Is negligence sufficient to send professional advisors to prison?
It is boldly submitted that these learned authors are mistaken. Their mistake is to overlook the condition which subsection 330(3) requires to be satisfied. This states: “The second condition is that the information or other matter – (a) on which his knowledge or suspicion is based, or (b) which gives reasonable grounds for such knowledge or suspicion, came to him in the course of a business in the regulated sector.”
Subsection 330(3) therefore restricts and clarifies how the offence can be committed pursuant to either subsection 330(2)(a) or (b). In both instances, the relevant information must have come to the advisor in the course of their professional work. But what does “came to him” mean? As regards subsection 2(b), it is submitted that these odd and ambiguous words mean that negligence alone is insufficient to create criminal liability. They do so by requiring proof that the information about which a prosecutor contends constitutes the reasonable grounds was at the material time actually known to the accused. These words mean more than that this information was merely available or accessible to him.
An example will illustrate. A conveyancing solicitor is alleged to have failed to have reported a suspicion concerning a mortgage fraud committed by her clients. The prosecutor lacking evidence sufficient to rebut her claim of lack of suspicion elected to charge her under subsection 330(2)(b). The prosecutor contends that the money movement information on her firm’s client account ledger concerning the property transaction constituted reasonable grounds to suspect this fraud. (Assume it is not alleged that the reasonable grounds emanate elsewhere). The solicitor in her defence claims never to have read this ledger and thus that none of its details were known to her. To be guilty of the offence, the prosecutor must prove despite her denial that she was aware of the information contained in that ledger. If the contents of this ledger do amount to reasonable grounds satisfying subsection 330(2)(b), she could only be guilty of the offence if she was aware of its contents. Her professional negligence, and indolence in failing to have read the ledger, would not be the foundation of her criminal liability. On the contrary, it provides her with an exclusion from it.
Liability is not based on a jury’s answer to the question as to whether a competent conveyancing solicitor would have realised that the ledger provided reasonable grounds to suspect a laundering risk.

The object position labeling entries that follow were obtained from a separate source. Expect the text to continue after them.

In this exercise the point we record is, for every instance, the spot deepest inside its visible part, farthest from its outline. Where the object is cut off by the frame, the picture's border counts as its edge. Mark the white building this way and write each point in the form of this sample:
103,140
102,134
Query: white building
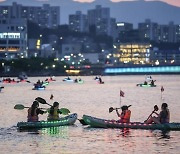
44,16
78,22
13,38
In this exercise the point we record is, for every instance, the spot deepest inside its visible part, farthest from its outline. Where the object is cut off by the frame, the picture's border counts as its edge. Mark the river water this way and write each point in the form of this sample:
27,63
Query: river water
92,99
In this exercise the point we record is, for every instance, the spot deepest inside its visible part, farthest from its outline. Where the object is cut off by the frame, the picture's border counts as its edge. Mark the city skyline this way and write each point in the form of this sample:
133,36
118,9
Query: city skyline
171,2
139,10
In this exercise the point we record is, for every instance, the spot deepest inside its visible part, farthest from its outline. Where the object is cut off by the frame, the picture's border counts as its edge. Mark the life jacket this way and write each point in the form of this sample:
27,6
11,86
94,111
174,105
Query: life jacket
34,117
164,117
125,118
54,116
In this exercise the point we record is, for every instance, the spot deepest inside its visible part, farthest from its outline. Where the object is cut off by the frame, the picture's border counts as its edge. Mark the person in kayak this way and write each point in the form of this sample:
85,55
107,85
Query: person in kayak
125,114
33,112
54,112
162,118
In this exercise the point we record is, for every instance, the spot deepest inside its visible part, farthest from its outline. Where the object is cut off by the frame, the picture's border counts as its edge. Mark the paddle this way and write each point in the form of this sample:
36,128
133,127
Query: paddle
64,111
21,107
155,109
42,101
112,109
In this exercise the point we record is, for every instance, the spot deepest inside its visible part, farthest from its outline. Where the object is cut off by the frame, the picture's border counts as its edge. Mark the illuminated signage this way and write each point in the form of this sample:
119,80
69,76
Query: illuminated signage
10,35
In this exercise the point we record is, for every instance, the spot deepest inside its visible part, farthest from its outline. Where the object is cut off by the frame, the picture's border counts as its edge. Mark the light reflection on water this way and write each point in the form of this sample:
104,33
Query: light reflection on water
92,99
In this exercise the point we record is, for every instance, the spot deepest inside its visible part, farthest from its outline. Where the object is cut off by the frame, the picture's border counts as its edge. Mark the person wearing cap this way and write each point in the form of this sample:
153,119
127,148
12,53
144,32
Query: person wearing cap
125,114
34,111
162,118
54,112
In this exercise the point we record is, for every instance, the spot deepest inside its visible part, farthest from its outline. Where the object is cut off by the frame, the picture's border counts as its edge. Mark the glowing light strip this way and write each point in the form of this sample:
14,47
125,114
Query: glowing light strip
160,69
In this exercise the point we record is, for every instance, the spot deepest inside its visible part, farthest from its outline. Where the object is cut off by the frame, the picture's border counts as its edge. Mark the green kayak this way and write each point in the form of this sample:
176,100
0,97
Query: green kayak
145,85
102,123
68,120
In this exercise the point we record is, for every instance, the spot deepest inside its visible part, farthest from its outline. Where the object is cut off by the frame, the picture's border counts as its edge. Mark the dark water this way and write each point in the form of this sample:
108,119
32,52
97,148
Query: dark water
92,99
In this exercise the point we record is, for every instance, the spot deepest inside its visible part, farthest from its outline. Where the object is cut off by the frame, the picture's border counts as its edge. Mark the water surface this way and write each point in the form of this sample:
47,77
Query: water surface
92,99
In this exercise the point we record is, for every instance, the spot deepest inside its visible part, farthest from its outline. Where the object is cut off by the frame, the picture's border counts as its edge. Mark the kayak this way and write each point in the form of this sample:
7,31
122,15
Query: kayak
145,85
68,80
39,88
78,81
103,123
64,121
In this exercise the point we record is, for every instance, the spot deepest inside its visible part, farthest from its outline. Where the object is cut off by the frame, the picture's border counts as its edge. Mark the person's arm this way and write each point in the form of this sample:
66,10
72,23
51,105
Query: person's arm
39,111
156,113
59,112
118,113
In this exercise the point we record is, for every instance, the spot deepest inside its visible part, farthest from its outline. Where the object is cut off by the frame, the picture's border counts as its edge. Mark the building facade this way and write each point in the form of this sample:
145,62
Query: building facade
13,38
44,16
133,53
78,22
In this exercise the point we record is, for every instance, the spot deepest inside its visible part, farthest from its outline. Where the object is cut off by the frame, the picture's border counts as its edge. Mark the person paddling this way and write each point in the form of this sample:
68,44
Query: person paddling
125,114
54,112
34,111
162,118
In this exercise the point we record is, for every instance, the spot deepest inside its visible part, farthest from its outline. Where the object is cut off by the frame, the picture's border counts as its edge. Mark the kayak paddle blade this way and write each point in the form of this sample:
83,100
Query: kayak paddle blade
82,122
111,109
64,111
156,108
19,107
41,100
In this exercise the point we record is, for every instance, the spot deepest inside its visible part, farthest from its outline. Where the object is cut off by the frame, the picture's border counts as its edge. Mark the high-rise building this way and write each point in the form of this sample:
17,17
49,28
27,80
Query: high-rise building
13,38
100,17
45,16
148,30
78,22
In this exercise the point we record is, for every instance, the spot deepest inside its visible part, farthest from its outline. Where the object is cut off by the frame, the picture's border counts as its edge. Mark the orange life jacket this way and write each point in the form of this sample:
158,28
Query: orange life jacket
54,116
126,117
34,117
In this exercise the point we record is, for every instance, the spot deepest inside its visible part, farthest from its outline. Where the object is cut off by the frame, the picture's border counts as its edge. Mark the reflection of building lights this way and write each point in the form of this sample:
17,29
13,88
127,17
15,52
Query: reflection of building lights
56,59
114,47
72,71
157,62
38,44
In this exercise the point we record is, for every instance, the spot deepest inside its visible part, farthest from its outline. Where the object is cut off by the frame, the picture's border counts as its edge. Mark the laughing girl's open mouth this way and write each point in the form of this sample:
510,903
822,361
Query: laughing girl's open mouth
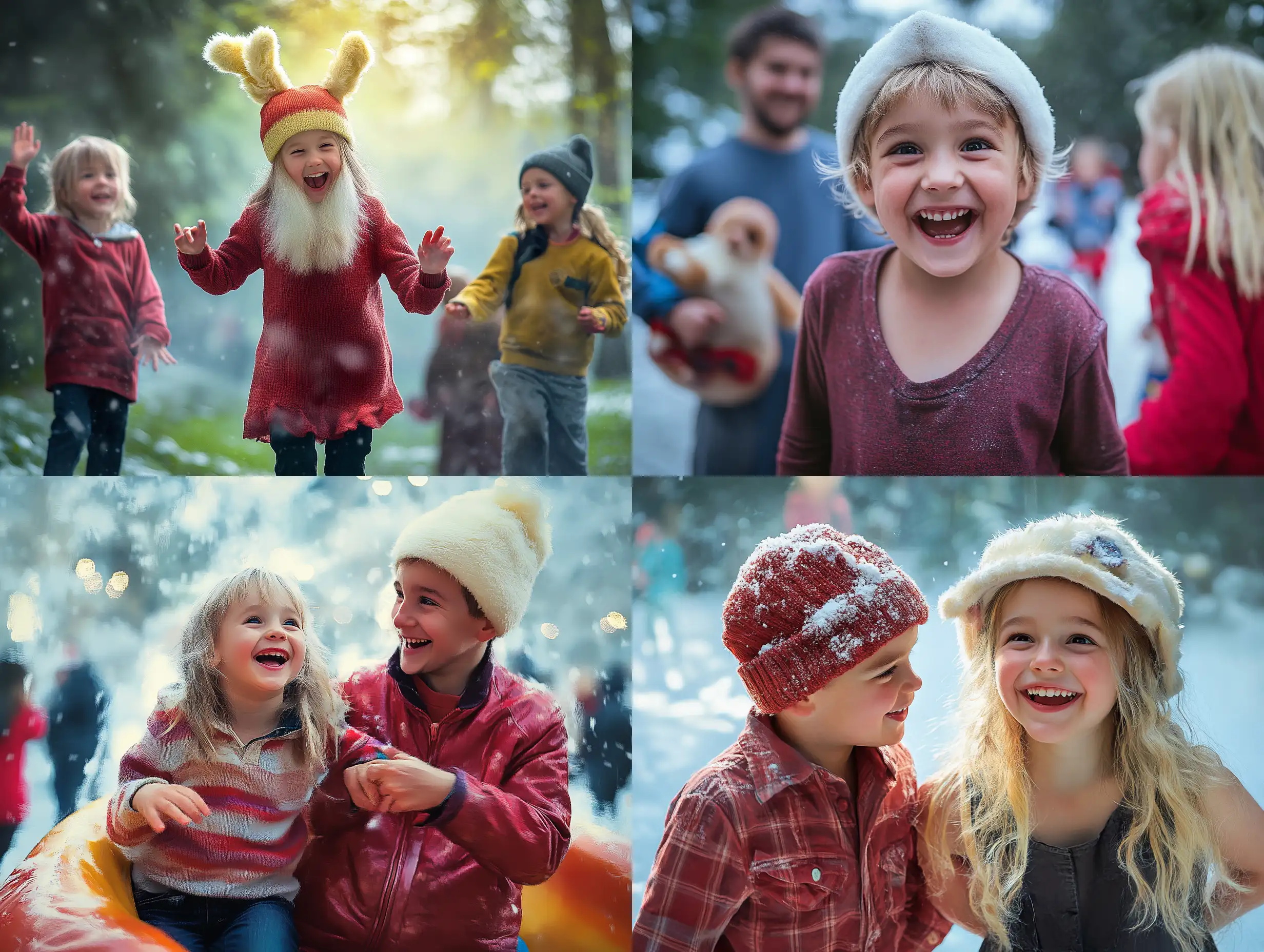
1051,697
272,659
937,224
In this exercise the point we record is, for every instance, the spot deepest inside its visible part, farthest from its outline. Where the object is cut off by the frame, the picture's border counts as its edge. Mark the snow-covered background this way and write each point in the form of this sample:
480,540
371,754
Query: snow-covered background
176,537
663,437
689,703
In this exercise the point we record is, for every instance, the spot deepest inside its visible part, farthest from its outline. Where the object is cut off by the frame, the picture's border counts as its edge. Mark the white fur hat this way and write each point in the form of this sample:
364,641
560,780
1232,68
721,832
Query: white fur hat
493,542
1094,551
928,37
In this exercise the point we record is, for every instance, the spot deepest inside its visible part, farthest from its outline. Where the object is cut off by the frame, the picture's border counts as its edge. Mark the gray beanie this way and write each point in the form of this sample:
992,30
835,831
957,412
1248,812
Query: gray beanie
571,164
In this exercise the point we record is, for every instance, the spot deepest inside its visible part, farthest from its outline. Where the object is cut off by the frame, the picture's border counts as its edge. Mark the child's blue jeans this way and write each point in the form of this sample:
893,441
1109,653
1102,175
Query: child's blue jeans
545,422
203,925
86,415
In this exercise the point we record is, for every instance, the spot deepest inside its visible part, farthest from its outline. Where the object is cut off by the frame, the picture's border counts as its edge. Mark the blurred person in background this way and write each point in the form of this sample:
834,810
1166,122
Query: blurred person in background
21,721
1088,208
775,69
818,500
606,743
77,712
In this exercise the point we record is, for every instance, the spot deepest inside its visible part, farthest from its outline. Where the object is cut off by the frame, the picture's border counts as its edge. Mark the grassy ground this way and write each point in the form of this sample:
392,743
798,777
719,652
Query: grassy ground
196,430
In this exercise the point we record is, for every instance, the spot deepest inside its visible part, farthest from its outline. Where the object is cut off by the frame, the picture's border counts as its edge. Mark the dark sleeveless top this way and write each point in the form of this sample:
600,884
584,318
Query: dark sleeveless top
1080,899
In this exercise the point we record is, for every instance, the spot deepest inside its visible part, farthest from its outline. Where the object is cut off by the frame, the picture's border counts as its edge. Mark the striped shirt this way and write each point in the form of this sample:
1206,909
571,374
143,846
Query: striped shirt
251,844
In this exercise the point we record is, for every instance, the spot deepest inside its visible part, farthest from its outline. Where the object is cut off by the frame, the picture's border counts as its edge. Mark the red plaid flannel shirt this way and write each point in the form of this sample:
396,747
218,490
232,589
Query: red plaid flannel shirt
760,852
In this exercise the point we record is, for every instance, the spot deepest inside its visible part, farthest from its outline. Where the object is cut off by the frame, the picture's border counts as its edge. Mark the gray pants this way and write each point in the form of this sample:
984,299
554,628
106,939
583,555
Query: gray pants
544,415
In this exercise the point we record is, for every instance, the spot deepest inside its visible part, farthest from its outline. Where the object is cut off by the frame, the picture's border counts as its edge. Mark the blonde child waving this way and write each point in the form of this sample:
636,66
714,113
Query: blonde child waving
103,309
1202,232
210,802
1075,812
560,277
320,233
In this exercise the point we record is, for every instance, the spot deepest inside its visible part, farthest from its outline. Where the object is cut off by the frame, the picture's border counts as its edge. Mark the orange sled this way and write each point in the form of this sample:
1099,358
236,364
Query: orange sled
74,894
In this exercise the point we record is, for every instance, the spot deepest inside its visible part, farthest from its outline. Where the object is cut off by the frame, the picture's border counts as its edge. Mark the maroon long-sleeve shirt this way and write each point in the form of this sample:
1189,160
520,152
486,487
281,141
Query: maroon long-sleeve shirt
1034,401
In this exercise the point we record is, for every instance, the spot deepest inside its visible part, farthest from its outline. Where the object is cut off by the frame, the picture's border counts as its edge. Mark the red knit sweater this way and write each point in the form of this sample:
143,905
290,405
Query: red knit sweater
99,294
324,361
1209,417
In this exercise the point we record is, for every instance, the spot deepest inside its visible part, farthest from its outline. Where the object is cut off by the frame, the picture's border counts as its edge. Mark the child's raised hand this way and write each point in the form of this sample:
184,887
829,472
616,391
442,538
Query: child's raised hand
26,146
191,241
435,252
179,803
149,350
590,322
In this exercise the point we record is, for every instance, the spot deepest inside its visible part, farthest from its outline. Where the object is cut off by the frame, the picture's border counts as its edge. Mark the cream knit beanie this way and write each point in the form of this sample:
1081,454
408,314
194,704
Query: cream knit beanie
1094,551
493,542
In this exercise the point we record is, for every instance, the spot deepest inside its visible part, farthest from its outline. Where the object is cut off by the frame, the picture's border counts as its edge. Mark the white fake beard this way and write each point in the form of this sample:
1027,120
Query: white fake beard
314,237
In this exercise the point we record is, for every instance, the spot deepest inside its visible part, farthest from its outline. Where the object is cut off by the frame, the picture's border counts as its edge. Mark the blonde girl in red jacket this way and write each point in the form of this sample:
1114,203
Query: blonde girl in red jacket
103,309
319,232
1202,232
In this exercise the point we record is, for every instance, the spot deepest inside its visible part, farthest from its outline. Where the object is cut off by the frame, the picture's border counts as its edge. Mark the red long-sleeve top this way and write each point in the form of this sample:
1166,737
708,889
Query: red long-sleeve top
99,294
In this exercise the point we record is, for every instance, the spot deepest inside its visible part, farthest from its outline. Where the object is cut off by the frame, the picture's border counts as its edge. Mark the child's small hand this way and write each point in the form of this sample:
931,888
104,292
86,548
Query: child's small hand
435,252
149,350
364,793
180,803
590,322
407,784
191,241
26,146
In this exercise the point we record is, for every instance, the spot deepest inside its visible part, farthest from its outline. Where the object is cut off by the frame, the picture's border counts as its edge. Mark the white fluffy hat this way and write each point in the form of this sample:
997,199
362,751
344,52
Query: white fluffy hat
1094,551
493,542
928,37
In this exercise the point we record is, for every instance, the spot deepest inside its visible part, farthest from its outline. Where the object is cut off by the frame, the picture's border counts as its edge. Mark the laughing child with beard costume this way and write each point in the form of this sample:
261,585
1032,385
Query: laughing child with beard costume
323,238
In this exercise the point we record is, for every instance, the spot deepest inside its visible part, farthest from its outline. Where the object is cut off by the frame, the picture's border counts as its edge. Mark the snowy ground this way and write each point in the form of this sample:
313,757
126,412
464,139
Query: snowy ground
689,705
663,426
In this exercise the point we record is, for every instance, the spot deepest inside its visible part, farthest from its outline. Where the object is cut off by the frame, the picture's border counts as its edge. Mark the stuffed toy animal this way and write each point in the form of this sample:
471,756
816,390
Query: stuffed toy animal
731,263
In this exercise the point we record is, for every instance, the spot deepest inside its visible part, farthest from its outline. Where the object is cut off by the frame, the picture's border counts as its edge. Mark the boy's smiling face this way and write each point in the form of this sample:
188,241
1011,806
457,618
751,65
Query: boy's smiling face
944,183
439,638
864,707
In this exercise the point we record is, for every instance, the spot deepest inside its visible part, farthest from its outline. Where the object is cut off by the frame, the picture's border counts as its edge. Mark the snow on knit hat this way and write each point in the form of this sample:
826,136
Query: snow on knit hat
928,37
1094,551
570,164
493,542
289,110
808,606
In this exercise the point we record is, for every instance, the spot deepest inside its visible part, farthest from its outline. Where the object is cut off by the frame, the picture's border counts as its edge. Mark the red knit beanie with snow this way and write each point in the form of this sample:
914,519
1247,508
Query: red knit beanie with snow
811,605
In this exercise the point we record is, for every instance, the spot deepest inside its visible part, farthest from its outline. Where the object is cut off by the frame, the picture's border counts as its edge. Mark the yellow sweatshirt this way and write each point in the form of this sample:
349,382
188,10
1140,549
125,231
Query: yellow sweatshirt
541,327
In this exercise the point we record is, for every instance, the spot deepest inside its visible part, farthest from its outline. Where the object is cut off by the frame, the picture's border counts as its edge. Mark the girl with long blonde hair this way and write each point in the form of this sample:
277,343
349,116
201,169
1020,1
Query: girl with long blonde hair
562,276
1202,232
209,808
1074,811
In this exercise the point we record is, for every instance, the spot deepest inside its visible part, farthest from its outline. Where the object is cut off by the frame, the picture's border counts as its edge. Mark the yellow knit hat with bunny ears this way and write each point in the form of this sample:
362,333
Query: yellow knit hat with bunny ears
289,110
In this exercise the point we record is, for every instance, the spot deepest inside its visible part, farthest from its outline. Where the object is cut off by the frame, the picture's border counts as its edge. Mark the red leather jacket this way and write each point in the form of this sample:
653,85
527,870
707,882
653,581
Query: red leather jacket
451,878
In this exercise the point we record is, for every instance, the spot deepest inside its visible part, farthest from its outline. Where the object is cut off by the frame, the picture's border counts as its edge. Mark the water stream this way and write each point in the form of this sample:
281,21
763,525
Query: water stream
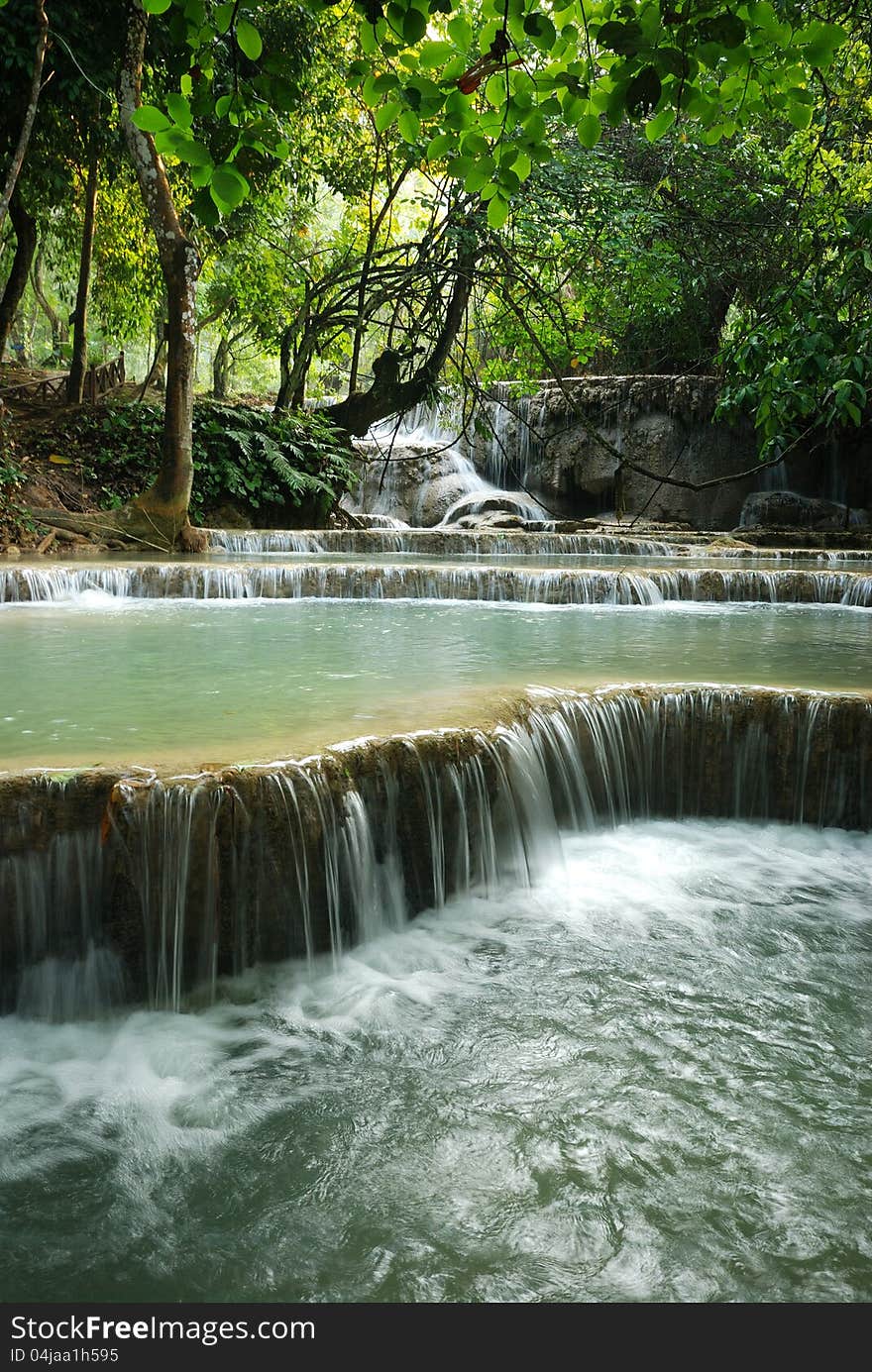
105,680
644,1080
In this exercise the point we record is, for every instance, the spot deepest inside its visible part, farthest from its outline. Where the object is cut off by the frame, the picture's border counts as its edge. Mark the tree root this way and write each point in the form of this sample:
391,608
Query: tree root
138,524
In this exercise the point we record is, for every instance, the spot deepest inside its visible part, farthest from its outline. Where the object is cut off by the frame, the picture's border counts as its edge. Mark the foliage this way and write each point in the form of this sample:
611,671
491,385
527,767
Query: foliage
15,524
807,361
241,455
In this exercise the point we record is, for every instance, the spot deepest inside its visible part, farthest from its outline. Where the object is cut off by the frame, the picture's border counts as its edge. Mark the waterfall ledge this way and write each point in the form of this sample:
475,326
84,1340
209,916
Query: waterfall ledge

Rather, it is based on whether this solicitor i.e. the accused, read the ledger. If not, she is not guilty notwithstanding that she ought to have read it and that had she done so, it would have identified a money laundering risk. Thus subsection 330(3)(b) in relation to subsection 330(2)b) imposes liability akin to recklessness. The state of the accused’s knowledge has to be proven.
There is no jurisprudence concerned with subsection 330(2)(b). There are three reported sentencing cases of individuals convicted under subsection 330(2)(a). See most recently R v Swan and Woolf  1 CAR (S) 544. There is no reported case of anyone convicted under subsection 330(2)(b). Accordingly the issue of what is required to prove this offence and what the statutory words “came to him” mean is yet to be determined. In the meantime, one should be sceptical of the claim that negligence suffices.